Guckenheimer Sour Kraut Band - Personnel

Personnel

  • Dr. Fritz Guckenheimer - Director, Arranger, and Vocalist (Richard B. Gump).
  • Ernst Schmid - Fluegelhorn (Dick Hiatt, an architect; as a young man he played viola in the San Francisco Symphony)
  • Rudi Schmitt - Trumpet (Robert McDonnell, a fireman with the Southern Pacific Railroad.)
  • Ludwig Schmitz - Trombone (George "Cookie" Conroy, a salesman with Crown-Zellerbach Paper Corp.)
  • Otto Schmits - First Clarinet (Robert Entriken, an executive with the Fireman's Fund Insurance Group, later a professor at Golden Gate University.)
  • Johann Sebastian Schmidtz III - Second Clarinet (Paul Faria, an interior designer and cabinetmaker and leader of his own professional dance band.)
  • Heinrich Schwerdt - Tuba (Bob Kellogg, owner of two music stores.)
  • Hugo Schmid - Bass Drum and Cymbal (George Lichty, creator of the nationally-famous syndicated newspaper cartoon Grin and Bear It.) Lichty was listed specifically in the Local 6 directory as playing "Bass Drum and Cymbal" for he played no other percussion. His was the responsibility for the "boom-chik-chik" rhythm of all the waltz-time numbers.
  • Wolfgang Schwett - Cornet (Dean Coleman, an inspector for the Pacific Fire Rating Bureau and part-time music teacher. He did not appear on the first album.)
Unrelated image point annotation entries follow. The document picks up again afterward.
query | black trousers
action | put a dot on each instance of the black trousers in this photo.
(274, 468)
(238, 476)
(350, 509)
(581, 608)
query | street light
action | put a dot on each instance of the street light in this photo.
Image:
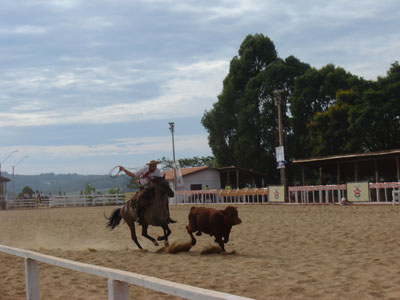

Earlier band members, before the records were made, included Esquire writer Barney Harrold, cabinetmaker George Phoedovius, designer George Ashley and business executive Harry Mohler.

George Lichty created the cover art for the first two albums, both being comic representations of the band in Lichty's inimitable cartoon style including the "Guckenheimer Über Alles" legend on the bass drum. The third album's cover was a photograph of the band, or at least eight members of it as (according to a note on the reverse side) "Johann Sebastian Schmidtz III was not present -- he overslept." There was, however, a ninth character on the cover, as the band was arrayed before a casting of the famous "The Thinker" statue by Auguste Rodin on display at the Palace of the Legion of Honor in San Francisco. The statue, wearing earmuffs, is identified as an "unmoved sitting bystander."

On the second album, Gump—or rather, Herr Doktor Guckenheimer—wrote a short note addressed to "Dear Music-Lovers:"

"One evening as I wandered along the San Francisco Waterfront, dreaming of my youth and homeland, I heard the dulcet wail of a foghorn rebound off the cliffs that support Telegraph Hill. Here at last, I thought, is the exact timbre-quality of the wald-horn echoing through the rocky crags of my native Bavarian Alps. This nostalgic tone-experience was the inspiration and locale for the record 'Sour Kraut in Hi-Fi' .... a synthesis of Altdeutschbierfestkultur."